GPDRR Lahirkan Tujuh Rekomendasi Agenda Bali untuk Resiliensi Bencana
GPDRR ke-7 ini mengangkat tema besar 'From Risk to Resilience: Towards Sustainable Development for All in a Covid-19 Transformed World'.
Penulis: Fitri Wulandari
Editor: Muhammad Zulfikar
Rekomendasi pertama, yakni pengurangan risiko bencana perlu diintegrasikan pada kebijakan-kebijakan utama pembangunan, pembiayaan, legislasi, dan rencana pencapaian pascaagenda 2030.
Kedua, perubahan sistemik yang dapat memperhitungkan kerugian yang sesungguhnya dari bencana dan kerugian dari ketiadaan aksi, serta membandingkannya dengan investasi dalam pengurangan risiko bencana.
Ketiga, platform global yang diselenggarakan antara COP 26 dan 27 beberapa waktu lalu, mencermati tingkat emisi saat ini jauh melebihi upaya mitigasi.
Platform global meminta pemerintah menghormati komitmen yang dibuat pada kesepakatan di Glasgow untuk meningkatkan pembiayaan dan dukungan terhadap adaptasi dan resiliensi.
Meningkatkan pengurangan risiko bencana sebagai bagian dari solusi untuk mengatasi keadaan darurat seraya meningkatkan dan mencapai ambisi iklim tujuan global tentang adaptasi.
Keempat, menerapkan pendekatan partisipatif dan berbasis HAM, untuk memasukkan semua sesuai prinsip 'Tidak ada apa-apa tentang kita, tanpa kita' dalam perencanaan risiko bencana dan implementasinya pada masyarakat yang berisiko.

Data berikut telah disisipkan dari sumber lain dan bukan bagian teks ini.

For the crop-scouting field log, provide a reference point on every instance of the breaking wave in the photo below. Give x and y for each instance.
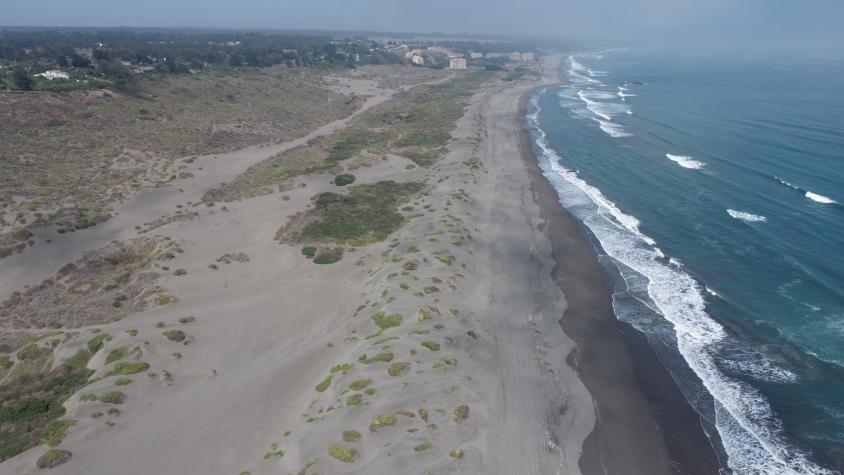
(745, 216)
(685, 161)
(751, 434)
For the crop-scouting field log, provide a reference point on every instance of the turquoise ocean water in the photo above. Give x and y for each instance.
(712, 188)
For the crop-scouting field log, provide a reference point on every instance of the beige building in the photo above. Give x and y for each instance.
(456, 63)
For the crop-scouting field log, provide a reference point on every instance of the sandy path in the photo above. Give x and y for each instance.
(542, 412)
(37, 264)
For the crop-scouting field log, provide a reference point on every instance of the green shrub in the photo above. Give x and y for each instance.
(55, 430)
(344, 179)
(460, 412)
(351, 435)
(175, 335)
(343, 454)
(116, 354)
(423, 447)
(360, 384)
(321, 387)
(431, 345)
(445, 363)
(53, 458)
(275, 452)
(369, 213)
(354, 400)
(112, 397)
(382, 421)
(329, 256)
(397, 369)
(126, 367)
(29, 352)
(386, 321)
(97, 342)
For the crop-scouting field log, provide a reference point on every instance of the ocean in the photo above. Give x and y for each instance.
(712, 190)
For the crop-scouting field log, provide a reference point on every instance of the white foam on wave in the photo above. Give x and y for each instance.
(745, 216)
(751, 435)
(685, 161)
(612, 129)
(819, 198)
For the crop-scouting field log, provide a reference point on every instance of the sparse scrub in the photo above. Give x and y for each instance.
(351, 436)
(445, 363)
(275, 452)
(322, 386)
(175, 335)
(460, 413)
(385, 322)
(423, 447)
(431, 345)
(344, 179)
(125, 368)
(55, 430)
(97, 342)
(343, 454)
(360, 384)
(382, 421)
(397, 369)
(53, 458)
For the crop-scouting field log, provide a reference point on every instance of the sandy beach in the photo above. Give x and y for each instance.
(504, 357)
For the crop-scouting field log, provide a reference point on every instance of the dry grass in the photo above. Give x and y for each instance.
(85, 149)
(104, 285)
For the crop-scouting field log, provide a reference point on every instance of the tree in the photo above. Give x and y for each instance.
(23, 81)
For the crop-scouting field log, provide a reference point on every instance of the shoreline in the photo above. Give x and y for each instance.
(644, 423)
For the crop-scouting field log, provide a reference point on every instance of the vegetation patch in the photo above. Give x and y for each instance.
(275, 452)
(32, 399)
(423, 447)
(360, 384)
(55, 430)
(431, 345)
(382, 421)
(445, 363)
(104, 285)
(397, 369)
(97, 342)
(460, 412)
(52, 458)
(329, 255)
(386, 321)
(383, 357)
(175, 335)
(126, 367)
(321, 387)
(343, 454)
(116, 354)
(369, 213)
(354, 400)
(344, 179)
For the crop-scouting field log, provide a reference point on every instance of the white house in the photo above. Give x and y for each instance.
(456, 63)
(54, 74)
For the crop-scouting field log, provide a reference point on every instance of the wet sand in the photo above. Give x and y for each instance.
(644, 424)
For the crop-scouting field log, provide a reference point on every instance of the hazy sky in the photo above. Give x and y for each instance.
(800, 23)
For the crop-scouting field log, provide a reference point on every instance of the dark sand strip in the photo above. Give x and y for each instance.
(644, 424)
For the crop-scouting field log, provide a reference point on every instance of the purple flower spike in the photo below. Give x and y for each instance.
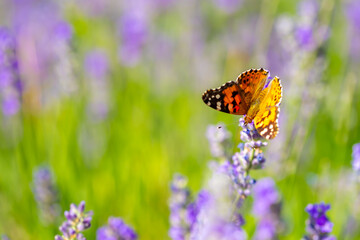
(318, 226)
(115, 230)
(267, 209)
(46, 195)
(77, 221)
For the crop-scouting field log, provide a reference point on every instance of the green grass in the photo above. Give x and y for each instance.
(122, 165)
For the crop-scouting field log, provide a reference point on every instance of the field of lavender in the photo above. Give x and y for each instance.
(104, 134)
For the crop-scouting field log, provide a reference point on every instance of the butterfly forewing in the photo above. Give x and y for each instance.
(226, 98)
(252, 82)
(266, 120)
(247, 96)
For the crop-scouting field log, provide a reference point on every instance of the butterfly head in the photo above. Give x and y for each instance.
(247, 119)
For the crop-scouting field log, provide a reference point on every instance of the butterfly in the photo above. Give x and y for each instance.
(249, 95)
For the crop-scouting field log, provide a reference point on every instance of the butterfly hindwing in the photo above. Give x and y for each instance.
(267, 123)
(266, 120)
(228, 98)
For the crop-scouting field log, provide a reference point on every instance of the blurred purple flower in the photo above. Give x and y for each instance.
(116, 229)
(304, 36)
(318, 226)
(228, 6)
(353, 16)
(43, 52)
(356, 157)
(9, 80)
(133, 32)
(266, 208)
(96, 64)
(77, 220)
(265, 230)
(4, 237)
(265, 195)
(308, 9)
(46, 194)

Baca juga: Kepala BNPB Sampaikan Tujuh Rekomendasi Terkait Kebencanaan di GPDRR
"Harus ada komitmen ulang terhadap keterlibatan masyarakat dan pengurangan risiko bencana yang digerakkan oleh masyarakat serta mendukung struktur lokal yang ada dan membangun resiliensi," jelas Suharyanto.
Kelima, platform global memberikan rekomendasi yang dapat mendukung pelaksanaan seruan Sekretaris Jenderal Perserikata Bangsa-bangsa (PBB), untuk memastikan setiap orang di muka bumi dilindungi oleh sistem peringatan dini dalam jangka waktu 5 tahun ke depan.
"Mekanisme koordinasi yang lebih baik antara para pemangku kepentingan, akan memperkuat sistem peringatan dini multibahaya khususnya di negara-negara negara berkembang pulau kecil dan wilayah Afrika," kata Suharyanto.
Keenam, potensi pembelajaran dan pandemi virus corona (Covid-19) harus diterapkan sebelum jendela peluang tersebut tertutup, untuk mendorong sistem manajemen risiko bencana yang adaptif dan responsif dengan kolaborasi multi-pemangku kepentingan disertai dengan empati, solidaritas, kerja sama, dan semangat kesukarelaan khususnya untuk mengatasi ketidakadilan.
Ketujuh, pelaporan yang komprehensif dan sistematis terhadap semua target kerangka kerja Sendai untuk memahami dengan jelas tantangan dan hambatan.
"Hal itu penting guna implementasi dan mempercepat upaya untuk mencapai tujuan yang diinginkan pada 2030," pungkas Suharyanto.
Selama pertemuan tersebut, Indonesia telah mendorong peningkatan kerja sama internasional.
Kolaborasi tersebut diharapkan berjalan berdasarkan prinsip penguatan budaya sadar bencana dan edukasi untuk pengurangan risiko.